The parameter \(l\) in the RBF kernel is the length scale parameter and describes the “wigglyness” or “stiffness” of the resulting function. Small values of \(l\) correspond to more complex, more wiggly functions, and to low spatial correlation, as the correlation decreases quicker with distance, and large values correspond to more rigid, stiffer functions, with longer range spatial correlation (note that in a time series context this would be called autocorrelation).

There are many other kernel functions, including linear, polynomial or periodic kernels.

GP model

Nonlinear regression in the GP approach is conceptually very simple:

  • start with multivariate prior
  • then condition on the observed data
  • the resulting conditional multivariate normal can used to predict the function values at any unobserved values
  • the conditional variance can be used to compute credible intervals for predictions.

GP regression also provides a direct link with classical Bayesian linear regression (when using a linear kernel). Furthermore, GPs are also linked with neural networks as their limit in the case of an infinitely wide network (see section on neural networks).

Drawbacks of GPs: computationally expensive, typically \(O(n^3)\) because of the matrix inversion. However, there are now variations of GPs that help to overcome this issue (e.g. sparse GPs).

Gaussian process example

We now show how to apply Gaussian processes in R justing using standard matrix calculations.
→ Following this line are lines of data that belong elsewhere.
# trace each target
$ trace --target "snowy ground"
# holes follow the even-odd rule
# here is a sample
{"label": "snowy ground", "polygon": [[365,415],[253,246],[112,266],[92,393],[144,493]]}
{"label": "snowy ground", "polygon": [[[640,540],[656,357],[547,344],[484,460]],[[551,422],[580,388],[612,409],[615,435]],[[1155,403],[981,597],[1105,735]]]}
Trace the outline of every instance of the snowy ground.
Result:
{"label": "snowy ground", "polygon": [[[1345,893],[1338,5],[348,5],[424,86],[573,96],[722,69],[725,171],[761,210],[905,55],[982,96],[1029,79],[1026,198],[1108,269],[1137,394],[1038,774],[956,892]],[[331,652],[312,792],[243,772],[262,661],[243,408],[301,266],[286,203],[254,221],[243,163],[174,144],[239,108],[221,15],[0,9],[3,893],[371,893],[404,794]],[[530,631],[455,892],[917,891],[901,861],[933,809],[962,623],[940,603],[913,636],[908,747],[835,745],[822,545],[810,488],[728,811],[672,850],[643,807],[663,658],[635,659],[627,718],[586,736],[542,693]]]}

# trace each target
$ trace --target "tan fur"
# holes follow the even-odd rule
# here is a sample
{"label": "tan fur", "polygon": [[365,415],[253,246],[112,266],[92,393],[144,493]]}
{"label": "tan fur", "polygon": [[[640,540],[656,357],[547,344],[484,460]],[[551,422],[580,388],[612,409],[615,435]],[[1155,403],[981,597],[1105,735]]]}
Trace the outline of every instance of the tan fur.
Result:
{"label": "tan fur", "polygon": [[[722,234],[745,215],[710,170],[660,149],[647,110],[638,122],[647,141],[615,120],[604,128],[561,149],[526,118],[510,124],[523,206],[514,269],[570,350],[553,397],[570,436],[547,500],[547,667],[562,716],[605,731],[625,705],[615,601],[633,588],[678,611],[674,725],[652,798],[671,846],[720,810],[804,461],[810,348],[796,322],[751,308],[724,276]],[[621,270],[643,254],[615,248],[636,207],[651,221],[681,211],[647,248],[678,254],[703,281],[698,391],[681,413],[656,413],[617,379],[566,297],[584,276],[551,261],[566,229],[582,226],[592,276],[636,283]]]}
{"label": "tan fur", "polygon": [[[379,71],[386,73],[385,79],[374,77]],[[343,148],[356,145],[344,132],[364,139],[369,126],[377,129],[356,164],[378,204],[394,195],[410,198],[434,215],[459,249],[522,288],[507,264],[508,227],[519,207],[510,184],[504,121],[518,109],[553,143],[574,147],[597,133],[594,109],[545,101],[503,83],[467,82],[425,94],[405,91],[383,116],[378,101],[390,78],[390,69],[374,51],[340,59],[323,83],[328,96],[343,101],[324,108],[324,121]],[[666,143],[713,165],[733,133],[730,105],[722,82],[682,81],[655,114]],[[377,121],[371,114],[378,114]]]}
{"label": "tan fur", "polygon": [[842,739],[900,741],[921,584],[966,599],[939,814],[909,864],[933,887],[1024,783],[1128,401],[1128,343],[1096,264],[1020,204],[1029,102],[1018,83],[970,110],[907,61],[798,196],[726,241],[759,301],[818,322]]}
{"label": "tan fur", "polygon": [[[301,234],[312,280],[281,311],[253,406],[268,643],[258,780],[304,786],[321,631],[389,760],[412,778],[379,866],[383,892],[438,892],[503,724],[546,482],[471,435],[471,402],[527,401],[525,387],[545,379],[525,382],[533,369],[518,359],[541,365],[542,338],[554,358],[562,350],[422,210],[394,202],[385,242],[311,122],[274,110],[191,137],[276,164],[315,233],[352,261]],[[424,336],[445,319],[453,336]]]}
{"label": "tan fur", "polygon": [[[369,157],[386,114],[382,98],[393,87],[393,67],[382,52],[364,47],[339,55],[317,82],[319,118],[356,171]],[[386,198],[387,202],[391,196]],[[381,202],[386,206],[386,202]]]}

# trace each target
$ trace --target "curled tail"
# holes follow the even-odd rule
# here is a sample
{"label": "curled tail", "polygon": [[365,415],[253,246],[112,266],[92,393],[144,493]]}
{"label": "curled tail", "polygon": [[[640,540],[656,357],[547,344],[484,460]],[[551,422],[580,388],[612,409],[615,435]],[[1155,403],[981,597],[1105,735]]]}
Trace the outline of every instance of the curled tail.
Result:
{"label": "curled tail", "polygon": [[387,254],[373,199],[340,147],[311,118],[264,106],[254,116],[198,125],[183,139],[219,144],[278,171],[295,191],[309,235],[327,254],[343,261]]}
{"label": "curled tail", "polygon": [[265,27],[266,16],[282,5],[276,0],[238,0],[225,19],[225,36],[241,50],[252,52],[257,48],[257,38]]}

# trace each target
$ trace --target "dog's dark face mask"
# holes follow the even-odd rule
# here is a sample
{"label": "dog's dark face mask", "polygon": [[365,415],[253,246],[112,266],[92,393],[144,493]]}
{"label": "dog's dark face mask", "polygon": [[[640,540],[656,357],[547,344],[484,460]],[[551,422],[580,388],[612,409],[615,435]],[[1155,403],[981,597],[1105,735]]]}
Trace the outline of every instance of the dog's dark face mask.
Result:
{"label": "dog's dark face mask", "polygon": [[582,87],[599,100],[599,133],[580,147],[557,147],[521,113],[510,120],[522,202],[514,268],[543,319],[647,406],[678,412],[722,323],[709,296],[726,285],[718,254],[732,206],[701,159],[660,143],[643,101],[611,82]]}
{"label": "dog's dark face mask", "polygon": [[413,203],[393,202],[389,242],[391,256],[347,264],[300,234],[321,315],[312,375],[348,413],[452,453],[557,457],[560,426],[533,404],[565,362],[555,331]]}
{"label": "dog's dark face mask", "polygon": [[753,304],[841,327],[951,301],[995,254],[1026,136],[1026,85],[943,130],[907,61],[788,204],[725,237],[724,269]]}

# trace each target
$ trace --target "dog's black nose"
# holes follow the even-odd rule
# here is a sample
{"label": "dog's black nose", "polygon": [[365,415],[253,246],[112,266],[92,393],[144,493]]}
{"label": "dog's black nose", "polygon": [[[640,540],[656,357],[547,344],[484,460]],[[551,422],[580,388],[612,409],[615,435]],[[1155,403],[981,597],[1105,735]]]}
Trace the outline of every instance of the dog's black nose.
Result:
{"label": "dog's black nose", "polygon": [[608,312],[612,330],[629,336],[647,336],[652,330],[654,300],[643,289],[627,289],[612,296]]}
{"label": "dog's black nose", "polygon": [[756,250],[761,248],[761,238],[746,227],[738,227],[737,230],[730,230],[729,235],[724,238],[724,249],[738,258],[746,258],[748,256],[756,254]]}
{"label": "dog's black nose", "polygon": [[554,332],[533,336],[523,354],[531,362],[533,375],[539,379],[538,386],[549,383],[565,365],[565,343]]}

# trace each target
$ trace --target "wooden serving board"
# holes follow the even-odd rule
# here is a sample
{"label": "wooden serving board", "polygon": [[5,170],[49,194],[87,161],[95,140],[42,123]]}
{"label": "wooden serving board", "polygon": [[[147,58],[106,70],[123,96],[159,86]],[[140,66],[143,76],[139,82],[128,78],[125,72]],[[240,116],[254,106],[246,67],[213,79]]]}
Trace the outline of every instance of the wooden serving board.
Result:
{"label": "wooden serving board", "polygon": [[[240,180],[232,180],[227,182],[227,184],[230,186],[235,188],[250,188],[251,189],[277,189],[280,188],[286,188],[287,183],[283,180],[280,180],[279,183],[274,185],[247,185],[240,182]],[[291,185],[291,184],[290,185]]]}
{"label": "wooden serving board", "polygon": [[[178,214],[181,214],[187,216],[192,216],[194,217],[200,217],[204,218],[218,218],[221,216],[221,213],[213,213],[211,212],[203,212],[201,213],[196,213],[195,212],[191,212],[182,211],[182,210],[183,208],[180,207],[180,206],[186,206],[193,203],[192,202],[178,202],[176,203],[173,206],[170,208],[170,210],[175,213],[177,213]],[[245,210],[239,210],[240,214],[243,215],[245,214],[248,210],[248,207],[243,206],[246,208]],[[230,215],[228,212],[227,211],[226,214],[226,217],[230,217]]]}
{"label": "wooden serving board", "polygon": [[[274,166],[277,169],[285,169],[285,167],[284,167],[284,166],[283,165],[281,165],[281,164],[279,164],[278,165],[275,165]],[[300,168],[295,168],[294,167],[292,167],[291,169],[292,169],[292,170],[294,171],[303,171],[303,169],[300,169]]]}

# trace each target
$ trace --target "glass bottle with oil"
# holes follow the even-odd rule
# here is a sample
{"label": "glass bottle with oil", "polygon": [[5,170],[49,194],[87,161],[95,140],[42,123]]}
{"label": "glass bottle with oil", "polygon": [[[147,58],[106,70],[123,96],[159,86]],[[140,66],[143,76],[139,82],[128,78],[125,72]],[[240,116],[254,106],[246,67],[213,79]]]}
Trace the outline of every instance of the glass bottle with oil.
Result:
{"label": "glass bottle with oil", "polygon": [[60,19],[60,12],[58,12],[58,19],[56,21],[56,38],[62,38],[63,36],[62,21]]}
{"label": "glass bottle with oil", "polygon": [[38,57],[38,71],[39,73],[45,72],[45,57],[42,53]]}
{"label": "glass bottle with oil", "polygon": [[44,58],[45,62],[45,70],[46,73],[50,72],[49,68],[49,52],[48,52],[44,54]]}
Our aim is to estimate the following nonlinear function from a number of observations. Note that initially we assume that there is no additional noise (so the observations lie directly on the curve): ::: {.cell}

truefunc = function(x) sin(x)
XLIM = c(0, 2*pi)
YLIM = c(-2, 2)

n2 = 10
x2 = runif(n2, min=XLIM[1], max=XLIM[2])
y2 = truefunc(x2)  # no noise

curve( truefunc(x), xlim=XLIM, ylim=YLIM, xlab="x", ylab="y", 
      main="True Function")
points(x2, y2)

::: Use the RFB kernel as the prior covariance and assume that the prior has mean zero: ::: {.cell}

# RBF kernel
rbfkernel = function(xa, xb, s2=1, l=1/2) s2*exp(-1/2*(xa-xb)^2/l^2)
kfun.mat = function(xavec, xbvec, FUN=rbfkernel) 
  outer(X=as.vector(xavec), Y=as.vector(xbvec), FUN=FUN)

# prior mean
mu.vec = function(x) rep(0, length(x))

::: Visualise the functions sampled from the multivariate normal prior: ::: {.cell}

# grid of x-values 
n1 = 100
x1 = seq(XLIM[1], XLIM[2], length.out=n1)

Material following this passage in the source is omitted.